Let's be clear. Taymor's not adverse to tossing in a striptease and pillow fight in the middle of an Athenian forest, or having characters break into rap when the occasion suits it, but her aim is always about opening up, not reducing Shakespeare. From her experimental roots in mask and movement theatre, to multi-million-dollar Broadway productions like The Lion King and Spider-Man: Turn Off the Dark and films like Across the Universe and Frida, Shakespeare has been a constant in her career.

The Midsummer Night's Dream production is a result of Taymor's long association with New York's Theatre for a New Audience, a classics-focused company founded and run since 1979 by Jeffrey Horowitz (he originally financed the theatre with insurance proceeds from an apartment fire).

Back in 1984, Taymor, who had studied and worked in theatre in Japan, Bali and Indonesia, had done some costume and masks for a Theatre for a New Audience production of A Midsummer Night's Dream, presented to schools through The Public Theater. Over the years, her work with TNA has included productions of The Tempest and Titus Andronicus (she also made films of both plays) and The Taming of the Shrew.

In 2011, when workmen broke ground on Theatre for a New Audience's first permanent home, the 299-seat Polonsky Shakespeare Center in Brooklyn, Horowitz invited Taymor to do the inaugural production. You can see those construction workers represented onstage in the opening prelude of her play.

"It took me a while to want to do Midsummer Night's Dream," she says. "It had to do with the fact that it was a new theatre and Midsummer Night's Dream had historically been used to bless a wedding and a new house, which is a kind of wedding between the audience and the artist."

She and producer Horowitz did readings of various other plays – Twelfth Night, Timon of Athens, Tamburlaine, As You Like It and Macbeth – "Though you don't really want to bless a new house with Macbeth."

She kept coming back to A Midsummer Night's Dream, which she came to see as a "play that begins as potentially tragic and then transforms as the greatest statement about love in drama, just as Titus is the greatest drama about violence."

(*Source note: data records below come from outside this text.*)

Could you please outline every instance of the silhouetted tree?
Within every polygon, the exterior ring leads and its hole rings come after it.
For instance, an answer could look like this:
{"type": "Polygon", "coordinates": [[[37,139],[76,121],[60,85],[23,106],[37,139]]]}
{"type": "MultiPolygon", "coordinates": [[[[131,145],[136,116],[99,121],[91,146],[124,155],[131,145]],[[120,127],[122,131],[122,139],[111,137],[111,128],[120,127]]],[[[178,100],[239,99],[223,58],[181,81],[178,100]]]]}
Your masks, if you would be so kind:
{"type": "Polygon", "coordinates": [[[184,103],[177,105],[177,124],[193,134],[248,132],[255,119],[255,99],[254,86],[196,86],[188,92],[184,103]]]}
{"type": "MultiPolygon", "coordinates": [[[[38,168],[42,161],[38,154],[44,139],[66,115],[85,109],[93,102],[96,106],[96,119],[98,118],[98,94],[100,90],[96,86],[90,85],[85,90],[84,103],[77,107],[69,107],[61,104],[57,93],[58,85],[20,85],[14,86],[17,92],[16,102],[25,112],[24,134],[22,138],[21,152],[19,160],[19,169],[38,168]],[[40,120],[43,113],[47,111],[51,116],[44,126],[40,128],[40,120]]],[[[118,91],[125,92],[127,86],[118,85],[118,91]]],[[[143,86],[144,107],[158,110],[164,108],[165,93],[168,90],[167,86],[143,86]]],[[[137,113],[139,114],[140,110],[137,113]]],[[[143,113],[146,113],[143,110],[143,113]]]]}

For Taymor, the critical issues for a director "were who and what is Puck and how do you represent the quote-unquote 'fairies'?"

Taymor decided she couldn't go ahead unless she could cast Kathryn Hunter as Puck. Hunter – a New York-born, English-trained, five-foot-tall contortionist, director, teacher and all-around gender-bending wonder – is a veteran English stage performer, though only rarely seen in film (she had a role in Harry Potter and the Order of the Phoenix.)

Taymor had seen Hunter in Caryl Churchill's 1994 play The Skriker at London's National Theatre, where Hunter played an ancient fairy who transformed into various objects and people. The leap to Puck wasn't a big one.

"I couldn't get her out of my head," recalls Taymor. "We're both part of a theatre that loves language but is very physical. And I thought if she'd sign on, then we'd have something. I asked her to be my Pied Piper."

In Midsummer Night's Dream, Hunter is the Pied Piper to the fairies, or, as Taymor prefers to call them, the "rude elementals" playing off the amateur theatre group of workers known as the "rude mechanicals" in the play. Taymor says she began with the concept of having 100 children onstage – "knowing it wouldn't happen, so we settled for 17 or 18."

"The rude elementals were the big discovery for me. I didn't want the nice fairy children of the Max Reinhardt version [the 1935 filmed production] or other nice, jolly productions. They're a wild force, prepubescent kids, before rules, society, and sex kick in and they're the children at the court at the end, wildly loving the play within the play."

Editor's note: This version of the article clarifies Julie Taymor's theatre association.